With this one statement, Satan planted the seeds of doubt that would soon spring forth into full-grown disobedience. He blatantly refuted the word of God by declaring that eating the fruit of the forbidden tree would result in life, not death. He insinuated to Even that God was holding out on them. The Almighty was trying to prevent them from experiencing all that they were meant to be. He asserted that if they actually disobeyed God and ate of the tree of the knowledge of good and evil, they would be like God. In other words, the fruit would give them the capacity to determine right from wrong. They would become autonomous and self-governing. In a sense, they would be like God in that they would be able to determine what was best for themselves. They would no longer have to live by God’s restrictive and repressive rules.

Satan portrayed God as the deceiver. He turned the tables and cast God as the villain in the story. It was Yahweh who was keeping them from enjoying their well-deserved freedom and right to self-determination.

And Eve quickly succumbed to Satan’s tempting ploy. Moses states that “the woman saw that the tree was good for food, and that it was a delight to the eyes, and that the tree was to be desired to make one wise” (Genesis 3:6 ESV). She immediately experienced what the apostle John would later describe as “a craving for physical pleasure, a craving for everything we see, and pride in our achievements and possessions” (1 John 2:16 NLT). She fell in love with the fruit and all that it could offer. And she ate. She gave in to the temptation. Not only that, she shared the forbidden fruit with her husband. Yes, Adam was there. He had been the entire time. He had heard the entire conversation between Eve and the serpent and had never spoken up. It had been to Adam that God had given the original warning concerning the tree.

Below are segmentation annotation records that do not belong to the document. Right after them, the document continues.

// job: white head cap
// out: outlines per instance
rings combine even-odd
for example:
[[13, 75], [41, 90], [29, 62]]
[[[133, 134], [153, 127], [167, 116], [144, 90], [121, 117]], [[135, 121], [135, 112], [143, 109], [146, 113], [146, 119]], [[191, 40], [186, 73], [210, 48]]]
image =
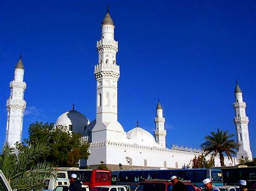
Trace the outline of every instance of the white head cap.
[[204, 183], [204, 185], [206, 185], [209, 182], [211, 182], [211, 180], [208, 178], [205, 179], [203, 181], [203, 183]]
[[77, 178], [77, 176], [76, 174], [71, 174], [71, 178], [73, 179], [76, 179]]
[[242, 186], [246, 186], [246, 181], [244, 180], [241, 180], [239, 181], [239, 185]]
[[171, 177], [171, 180], [174, 180], [177, 178], [177, 177], [176, 176], [172, 176], [172, 177]]

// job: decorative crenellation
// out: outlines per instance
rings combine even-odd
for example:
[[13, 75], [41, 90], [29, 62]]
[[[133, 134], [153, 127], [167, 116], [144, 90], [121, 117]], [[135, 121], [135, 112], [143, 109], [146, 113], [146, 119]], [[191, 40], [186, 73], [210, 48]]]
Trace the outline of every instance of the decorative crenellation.
[[200, 150], [196, 148], [179, 147], [178, 146], [173, 145], [171, 148], [157, 147], [156, 146], [150, 146], [140, 145], [137, 144], [125, 143], [122, 142], [116, 142], [111, 140], [105, 140], [100, 142], [91, 143], [90, 144], [90, 148], [102, 147], [107, 146], [114, 146], [125, 148], [131, 148], [140, 150], [142, 151], [151, 151], [171, 153], [172, 154], [189, 154], [191, 155], [200, 155], [205, 152]]

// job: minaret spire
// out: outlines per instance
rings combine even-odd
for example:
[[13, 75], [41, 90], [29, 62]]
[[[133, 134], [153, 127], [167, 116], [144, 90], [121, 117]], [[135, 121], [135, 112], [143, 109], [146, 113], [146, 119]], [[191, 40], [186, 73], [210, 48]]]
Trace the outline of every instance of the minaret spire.
[[156, 110], [157, 116], [154, 118], [156, 130], [154, 131], [156, 142], [161, 145], [162, 147], [165, 148], [165, 136], [166, 136], [166, 130], [164, 129], [165, 119], [163, 115], [163, 108], [160, 103], [159, 98], [158, 98]]
[[98, 63], [95, 66], [94, 72], [97, 81], [97, 110], [93, 142], [125, 136], [117, 120], [120, 70], [116, 60], [118, 43], [114, 38], [114, 26], [109, 11], [107, 8], [101, 25], [101, 39], [97, 43]]
[[26, 108], [24, 94], [26, 84], [23, 81], [24, 72], [21, 54], [15, 67], [14, 80], [10, 83], [11, 93], [6, 102], [8, 114], [5, 142], [11, 146], [15, 146], [17, 142], [22, 140], [23, 114]]
[[246, 104], [242, 101], [242, 91], [238, 86], [237, 80], [236, 83], [234, 91], [235, 103], [233, 105], [235, 115], [234, 124], [236, 129], [237, 141], [240, 145], [237, 157], [238, 159], [247, 158], [249, 160], [252, 160], [248, 130], [249, 118], [245, 112]]

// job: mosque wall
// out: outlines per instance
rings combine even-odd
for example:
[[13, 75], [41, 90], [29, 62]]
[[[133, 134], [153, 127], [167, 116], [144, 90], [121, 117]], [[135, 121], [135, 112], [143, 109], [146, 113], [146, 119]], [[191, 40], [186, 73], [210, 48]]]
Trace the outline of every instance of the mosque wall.
[[[163, 148], [111, 141], [94, 143], [91, 144], [88, 165], [97, 167], [100, 161], [103, 161], [114, 169], [118, 168], [119, 164], [125, 169], [181, 168], [184, 165], [191, 166], [195, 155], [198, 157], [203, 153], [201, 150], [181, 148]], [[206, 157], [206, 159], [210, 159], [210, 155]], [[214, 161], [215, 166], [219, 166], [219, 156], [215, 157]], [[225, 162], [226, 166], [238, 164], [237, 161], [232, 162], [227, 157], [225, 157]]]

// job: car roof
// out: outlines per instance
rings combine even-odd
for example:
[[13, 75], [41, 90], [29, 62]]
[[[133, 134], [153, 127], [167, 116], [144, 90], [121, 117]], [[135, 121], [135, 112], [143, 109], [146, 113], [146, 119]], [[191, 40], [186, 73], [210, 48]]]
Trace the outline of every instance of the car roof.
[[217, 187], [219, 188], [228, 188], [230, 187], [239, 188], [239, 187], [238, 186], [233, 186], [233, 185], [217, 186]]
[[95, 186], [93, 188], [125, 188], [124, 186], [119, 186], [119, 185], [110, 185], [110, 186]]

And the Lord God commanded the man, saying, “You may surely eat of every tree of the garden, but of the tree of the knowledge of good and evil you shall not eat, for in the day that you eat of it you shall surely die.” – Genesis 2:16-17 ESV

He knew exactly what God had said and should have refuted the lies of the serpent. But, instead, Adam followed his wife’s lead and accepted her offer of the fruit. He too, doubted God’s word and made the fateful decision to disobey God’s command. And the rest, they say, is history. Moses sadly states, “the eyes of both were opened, and they knew that they were naked” (Genesis 3:7 ESV). They got exactly what the serpent had promised: Their eyes were opened. But what they saw disturbed them. Rather looking on one another’s innocence, they viewed themselves in the guise of guilt. They had sinned and they knew it. And they immediately tried to cover their nakedness and hide themselves from the all-seeing eyes of God.